By knowing their carboxyhaemoglobin and methaemoglobin levels, athletes may be able to change their environment, diet, and exercise intensity to impact and improve their measurements – and thus their general well-being.

Bringing the ability to measure carboxyhaemoglobin and methaemoglobin to the athlete is a big deal,” explained Johnathan Edwards, M.D. – an anaesthesiologist, former team doctor to several pro cycling teams, and also an avid cyclist. “Anything that impacts an athlete’s ability to carry and use oxygen is crucial to endurance and performance.

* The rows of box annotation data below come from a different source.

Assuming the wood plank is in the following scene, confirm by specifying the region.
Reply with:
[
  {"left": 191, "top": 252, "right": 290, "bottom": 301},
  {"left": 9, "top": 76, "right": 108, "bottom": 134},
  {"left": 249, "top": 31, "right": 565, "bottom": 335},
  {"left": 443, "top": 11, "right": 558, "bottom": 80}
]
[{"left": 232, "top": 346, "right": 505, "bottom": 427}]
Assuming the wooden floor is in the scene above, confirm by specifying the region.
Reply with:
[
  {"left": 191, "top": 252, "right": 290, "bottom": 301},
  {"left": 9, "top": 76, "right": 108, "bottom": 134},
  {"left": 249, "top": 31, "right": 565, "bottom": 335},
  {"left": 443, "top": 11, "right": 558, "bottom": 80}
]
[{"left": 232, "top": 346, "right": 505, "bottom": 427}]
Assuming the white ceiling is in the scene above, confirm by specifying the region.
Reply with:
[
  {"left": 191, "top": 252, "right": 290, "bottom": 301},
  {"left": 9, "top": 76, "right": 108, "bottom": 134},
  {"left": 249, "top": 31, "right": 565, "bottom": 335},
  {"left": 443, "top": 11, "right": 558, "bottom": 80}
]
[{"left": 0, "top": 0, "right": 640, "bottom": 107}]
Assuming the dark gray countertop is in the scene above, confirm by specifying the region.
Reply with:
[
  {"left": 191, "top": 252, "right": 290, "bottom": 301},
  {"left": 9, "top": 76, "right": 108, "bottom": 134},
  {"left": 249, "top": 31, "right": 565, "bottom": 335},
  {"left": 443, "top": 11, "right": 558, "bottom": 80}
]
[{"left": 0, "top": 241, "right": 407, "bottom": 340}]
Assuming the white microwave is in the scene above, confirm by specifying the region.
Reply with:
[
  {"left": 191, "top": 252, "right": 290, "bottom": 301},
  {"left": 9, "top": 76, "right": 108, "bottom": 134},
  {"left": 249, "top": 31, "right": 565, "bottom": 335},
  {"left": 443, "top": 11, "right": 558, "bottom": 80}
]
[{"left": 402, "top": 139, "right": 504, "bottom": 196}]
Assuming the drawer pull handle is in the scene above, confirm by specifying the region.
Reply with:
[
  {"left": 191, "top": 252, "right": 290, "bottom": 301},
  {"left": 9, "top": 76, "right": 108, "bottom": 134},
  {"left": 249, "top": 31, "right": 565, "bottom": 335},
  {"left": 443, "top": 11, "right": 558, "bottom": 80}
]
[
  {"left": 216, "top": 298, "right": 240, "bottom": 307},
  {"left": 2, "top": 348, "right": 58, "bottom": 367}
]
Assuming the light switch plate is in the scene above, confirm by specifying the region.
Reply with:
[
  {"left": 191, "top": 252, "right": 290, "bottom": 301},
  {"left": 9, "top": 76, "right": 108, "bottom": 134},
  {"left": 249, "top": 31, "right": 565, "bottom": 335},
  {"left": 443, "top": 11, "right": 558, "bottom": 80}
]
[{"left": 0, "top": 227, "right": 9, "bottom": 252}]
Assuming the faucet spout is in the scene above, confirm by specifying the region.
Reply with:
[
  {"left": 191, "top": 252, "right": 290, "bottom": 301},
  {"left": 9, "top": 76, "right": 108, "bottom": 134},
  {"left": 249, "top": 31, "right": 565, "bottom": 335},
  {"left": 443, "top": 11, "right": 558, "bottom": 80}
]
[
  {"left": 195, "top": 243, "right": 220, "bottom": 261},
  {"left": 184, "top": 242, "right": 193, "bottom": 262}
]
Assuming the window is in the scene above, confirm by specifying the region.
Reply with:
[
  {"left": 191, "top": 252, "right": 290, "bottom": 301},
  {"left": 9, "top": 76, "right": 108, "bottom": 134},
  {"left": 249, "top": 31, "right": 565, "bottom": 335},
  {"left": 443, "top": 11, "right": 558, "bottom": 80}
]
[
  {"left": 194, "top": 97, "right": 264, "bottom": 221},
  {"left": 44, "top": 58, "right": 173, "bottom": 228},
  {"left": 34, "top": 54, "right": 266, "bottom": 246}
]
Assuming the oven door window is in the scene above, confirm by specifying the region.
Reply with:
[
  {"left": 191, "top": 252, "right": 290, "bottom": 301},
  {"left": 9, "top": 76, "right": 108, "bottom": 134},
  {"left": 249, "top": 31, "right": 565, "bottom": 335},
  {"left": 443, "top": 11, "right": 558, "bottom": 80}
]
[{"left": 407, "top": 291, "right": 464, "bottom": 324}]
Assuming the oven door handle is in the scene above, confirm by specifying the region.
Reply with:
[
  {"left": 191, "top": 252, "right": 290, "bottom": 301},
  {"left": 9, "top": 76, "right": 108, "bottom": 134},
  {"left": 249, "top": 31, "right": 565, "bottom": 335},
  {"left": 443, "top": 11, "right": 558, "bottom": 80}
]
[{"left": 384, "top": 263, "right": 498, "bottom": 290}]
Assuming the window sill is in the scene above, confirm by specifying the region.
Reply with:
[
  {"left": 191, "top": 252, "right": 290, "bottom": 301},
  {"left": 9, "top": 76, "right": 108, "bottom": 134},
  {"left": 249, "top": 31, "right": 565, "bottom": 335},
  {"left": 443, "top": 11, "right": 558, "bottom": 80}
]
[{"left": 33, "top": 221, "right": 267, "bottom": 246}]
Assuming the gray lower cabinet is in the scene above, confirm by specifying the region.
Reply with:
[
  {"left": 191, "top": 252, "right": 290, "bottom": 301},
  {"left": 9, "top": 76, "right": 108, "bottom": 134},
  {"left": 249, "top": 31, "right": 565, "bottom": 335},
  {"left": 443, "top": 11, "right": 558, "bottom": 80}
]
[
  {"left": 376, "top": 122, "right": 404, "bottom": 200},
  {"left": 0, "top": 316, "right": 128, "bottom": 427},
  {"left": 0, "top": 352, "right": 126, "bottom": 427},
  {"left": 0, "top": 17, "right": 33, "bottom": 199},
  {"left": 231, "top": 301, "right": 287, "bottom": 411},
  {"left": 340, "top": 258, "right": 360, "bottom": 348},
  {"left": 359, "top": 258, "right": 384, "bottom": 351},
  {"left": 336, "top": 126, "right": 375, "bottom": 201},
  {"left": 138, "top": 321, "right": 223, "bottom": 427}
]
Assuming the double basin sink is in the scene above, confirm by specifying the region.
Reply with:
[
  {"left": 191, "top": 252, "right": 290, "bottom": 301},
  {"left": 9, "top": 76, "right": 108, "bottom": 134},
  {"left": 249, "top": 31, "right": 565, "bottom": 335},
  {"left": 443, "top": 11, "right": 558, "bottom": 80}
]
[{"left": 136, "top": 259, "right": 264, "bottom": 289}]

Being able to measure dyshemoglobins should help a lot of athletes and their trainers.

Making carboxyhaemoglobin and methaemoglobin data available to athletes is part of Cercacor’s commitment to make Ember an extremely valuable and integral element of elite athletes’ training regimen,” stated Cercacor’s Founder & CEO Joe Kiani. “This is also part of our mission to deliver innovative solutions that help people gain unique insights about themselves.

Measure Blood Non-Invasively

Here is what Ember clients can expect:

  • All new Ember Sport and Premium units sold will be shipped with an all-new mini-sensor, capable of measuring carboxyhaemoglobin and methaemoglobin.
  • All current Ember Sport customers can make an in-app purchase of the dyshemoglobin bundle for a limited time for $200. This includes a free upgrade to the new mini-sensor.
  • All current Premium Ember customers will receive the dyshemoglobin bundle, including the new mini-sensor, for a limited time upon request at no charge.

Cercacor has certainly innovated with the introduction of this non-invasive, easy-to-use monitoring technology. By helping people access key health indicators they will empower them to better understand their bodies, enhance their fitness levels and reach their full potential.